È uscito il 22 ottobre il secondo album de I cani. Quelli che “i pariolini di 18 anni”, che “i nati nell’89”, che “smetterei di pippare se solamente avessi iniziato, sarebbe una bella spesa in meno e davvero un bel gesto”. Ma scordatevi i testi graffianti e il synth totalizzante del primo album. Il secondo, “Glamour”, non è una scarica di frasi pungenti e di elettronica. C’è molto di più. A partire dall’introduzione alla tastiera, più ermetica e meno diretta. Come Vera Nabokov sembra un pezzo scritto da Julian Casablancas, finché l’elettronica non ricompare e siamo davanti ai Cani evoluti.
“Ricordo che mi hai promesso di andare in giro con la pistola per difendermi e di tagliarmi la carne e farmi addormentare come tre o quattro anni fa” è una storia d’amore strana con una donna al fianco di un uomo per proteggerlo, è proprio come la moglie del famoso scrittore che girava davvero con una pistola e guidava la macchina portandolo in giro. Corso Trieste è una storia serale elettronica e metropolitana. Quasi una ninna nanna per bambini adulti. “Padri stanchi tornano a casa dal lavoro in moto. È quasi buio soltanto luci verdi e rosse ed arancioni e gialle. E sotto gli alberi non fanno luce neanche quelle”.
Il singolo è Non c’è niente di twee (traducibile con sdolcinato), osservazione intimista del mondo in cui attualità e politica non potrebbero essere più lontane. “E quanto disoneste possono essere le parole, per infestare il mondo di sentimenti, per dire il falso, per non dire niente, per non dire quanto disoneste sono le fotografie in cui siamo: bellissimi e perdenti”. Storia di un impiegato, col ritmo più trascinante dell’album, contiene una citazione musicalmente dotta di Gennaio dei Diaframma. Un aggiornamento dell’universo balordo e maledetto di De Andrè: “In corridoio mi blocco un attimo ed ho paura e mi aggrappo al muro e grazie a Dio non mi ha visto nessuno, grazie a Dio non mi ha visto nessuno. Ma in fondo è del tutto normale, dormi poco e mangi male, passerà anche questa”.

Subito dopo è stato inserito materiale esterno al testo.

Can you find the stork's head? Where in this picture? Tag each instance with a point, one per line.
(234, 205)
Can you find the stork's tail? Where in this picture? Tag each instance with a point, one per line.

Storia di un artista è a metà tra la presa per il culo della voglia di anticonformismo e il ripudio degli schemi mentali preimpostati e descrive il lato artistico o finto tale di questa generazione. Bellissima la più poetica San Lorenzo, contemplazione disincantata dello spazio, nel giorno di San Lorenzo appunto. Interessante la frase “ma per una notte ogni 10 agosto noi lanciamo ogni sorta di richieste a dei meteoriti ignari, escludiamo il cielo concentrandoci sui fatti nostri, invece di pensare a quanto poco siamo rilevanti”, introdotta da una cadenza che ricorda il Battiato di Tutto l’Universo obbedisce all’amore.
Ancora più intimista è FBYC (Sfortuna), testo forse ispirato alla vita di un cantante o personaggio più o meno pubblico, su un pezzo tra il punk e l’elettronico. Lexotan si regge su un attacco di basso per poi movimentarsi sul ritornello: “No, non avrò bisogno delle medicine, degli psicofarmaci, del lexotan, dei rimedi in casa, della valeriana, della psicanalista junghiana”.
Questo album si presenta con uno stile diverso, con ritornelli e costruzione delle tracce più ragionata e meno vomitata sulla cassa. Forse è il tempo della maturità per I cani, un gruppo dalle ottime prospettive che però sa anche restare a osservare. I loro occhi, le loro parole sono i mille pensieri che passano sui social network. Sarcasmo, serietà, leggerezza e profondità, ossimori che si mischiano nelle vite ma soprattutto nella quotidianità. Sanno guardare, capire, raccontare. Una sorta di realismo del nuovo millennio, aderente al reale e critico verso esso.